Tuesday 3 November 2015

Victor Burgin: Looking at Photographs

Victor Burgin is a British photographer, artist and writer who came to the fore as a conceptual artist in the late 1960s and was noted for being a political photographer of the left who liked to fuse words with images.  Looking at Photographs is the sixth chapter in his 1982 book Thinking Photography.

Main points and observations (in yellow).

  • It is nearly impossible to pass a day without seeing a photograph.  Perhaps more true today than in 1982 especially in the era of smart phones with cameras.  More photographs are taken every day on phones than were taken in the first 100 years of photography.
  • Photographs are used to sell, inform, record and delight.
  • Previously it had been unusual to view photography in the light of art.  Really?  Is this so today.
  • Photography tends to be placed between painting and film, but is different to either.
  • Generally paintings and films are viewed voluntarily but photographs are thrust upon us and seen involuntarily.
  • After the 1960s semiotic studies (study of signs) radically reorientated the theory of photography.
  • A photograph is rarely seen without a caption or title.
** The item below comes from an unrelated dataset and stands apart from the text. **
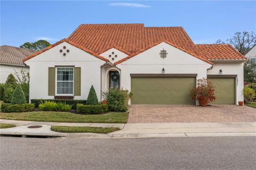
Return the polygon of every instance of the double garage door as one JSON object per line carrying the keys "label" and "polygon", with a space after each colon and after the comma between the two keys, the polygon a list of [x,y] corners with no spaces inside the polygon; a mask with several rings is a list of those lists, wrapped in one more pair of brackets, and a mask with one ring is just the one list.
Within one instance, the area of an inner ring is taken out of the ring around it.
{"label": "double garage door", "polygon": [[132,105],[195,105],[196,77],[131,77]]}
{"label": "double garage door", "polygon": [[[215,87],[217,99],[212,104],[235,103],[235,78],[209,78]],[[132,105],[195,105],[190,90],[196,76],[131,76]]]}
Interesting as I have used captions for my work in Assignment 2.
  • Photographs are texts inscribed in terms of photographic discourse, but they need to be read in conjunction with previous texts (Knowledge?) that are taken for granted.
  • These prior texts serve a role in the actual text but do not appear in it.  We use previously gained knowledge or information to help read an image but do it instantaneously and subconsciously.
  • Treating the photography as an object/text, classic semiotics showed that the notion of the purely visual image is nothing but an Edenic fiction.  No photograph is just a visual image there is always a hidden implicit text to be read.
  • The signifying system of photography, like that of a classical painting, depicts a scene and also the gaze of the spectator - an object and a viewing subject.
  • A photograph has a point of view and also a frame.  Reference Stephen Shore.
  • The frame organises the world into a coherence, which it actually lacks.
  • Unlike puzzle photographs of the 'What is it?' type, with most photographs we see this decoding takes place instantaneously, unconsciously and naturally, but it DOES take place.
  •  Jacques Lacan: between its sixth and eighteenth month, the infant, which experiences its body as fragmented, uncentred, projects its potential unity, in the form of an ideal self, upon other bodies and upon its own reflection in a mirror; at this stage the child does not distinguish between itself and others, it is the other.(separation will come later through the knowledge of sexual difference, opening up the world of language, the symbolic order) The idea of a unified body necessary to the concept of self-identity has been formed, but only through a rejection of reality (difference).(The mirror phase as formative of the function of the I 1968)  Jaques Lacan cropped up recently when discussing another student's work to which he has given the title 'Where nothing is real' referencing Lacan's work on The Real.
  • There are four basic types of 'look' in a photograph: The look of the camera as it takes the photograph, the look of the viewer, the looks exchanged by people in the photograph and the look the subject may direct to the camera.
  • Photographs are deployed so that we don't look at them too long.
  • An average of 10 seconds was devoted by individuals when looking at any single painting in a gallery.  Really!!!  This is the average shot length in classic Hollywood cinema.
  • When looking at a photograph the eye/I cannot move within it, it can only move across it to the points where it encounters the frame.  Reference Stephen Shore The Nature of Photographs p. 84.
  • Good composition is a device to keep the eye within the frame.
I felt that this was an interesting chapter that reinforced quite a bit of what is in Stephen Shore's book The Nature of Photographs.  It also touches on work covered in the first part of the Contextual Studies part of the course.  Although interesting, I found it very wordy and I had to go over it several times to pick out the meaning.